Amid loud cries from protesters on the streets surrounding the House of Commons, lawmakers returned from their summer recess with a key piece of legislation on their agenda that would prevent an immediate no-deal exit. If it passes this week, Johnson's Downing Street office says he'll call an early election.
Johnson has tried to crack down on members of his Conservative Party who oppose his Brexit plans, warning them they would be expelled from the party if they supported the parliamentary efforts to block or delay Brexit.
Former Treasury chief Philip Hammond — one of the Conservative rebels — said that he expected there would be votes to take control of business in the House of Commons on Tuesday. If those pass, the legislation to block no-deal would be considered the following day.
"Many colleagues have been incensed by some of the actions over the past week or so, and I think there is a group of Conservatives who feel very strongly that now is the time to put the national interest ahead of any threats to us personally or to our careers," Hammond told the BBC. "I think there will be enough people for us to get this over the line today."
As Brexit faces crucial days, international investors are showing concern. The pound sterling fell as low as $1.1960 on Tuesday, down about a cent on the day before, stabilizing around $1.1990.

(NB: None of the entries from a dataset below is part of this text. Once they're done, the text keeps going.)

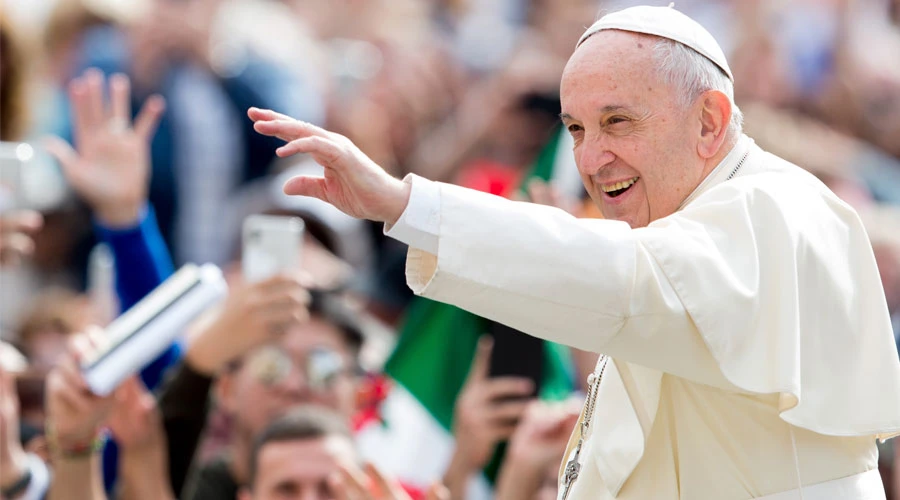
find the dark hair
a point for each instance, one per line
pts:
(304, 423)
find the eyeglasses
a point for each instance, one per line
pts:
(321, 367)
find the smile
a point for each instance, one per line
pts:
(617, 188)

That was its lowest level since a "flash crash" in October 2016, when uncertainty after the Brexit vote was particularly high.
A no-deal Brexit is considered dangerous because it will sever decades of seamless trade with the single market of 500 million. But Johnson insists the potential for leaving without a deal must remain as a bargaining chip in negotiations with the EU.
The bloc is adamant it will not renegotiate the agreement struck with former Prime Minister Theresa May, which Johnson considers unacceptable.
Johnson's supporters said lawmakers were weakening the government's negotiating position with the EU.
"The one thing that has helped focus minds in the EU is that we're leaving come what may and we've got a very focused task of what a good deal would look like," Foreign Secretary Dominic Raab told ITV. "But the lingering doubt they've got is: Will the shenanigans in Parliament somehow lead to the cancellation or the delay of Brexit?
"That's encouraging them, and weakening our position to actually get the deal we all want."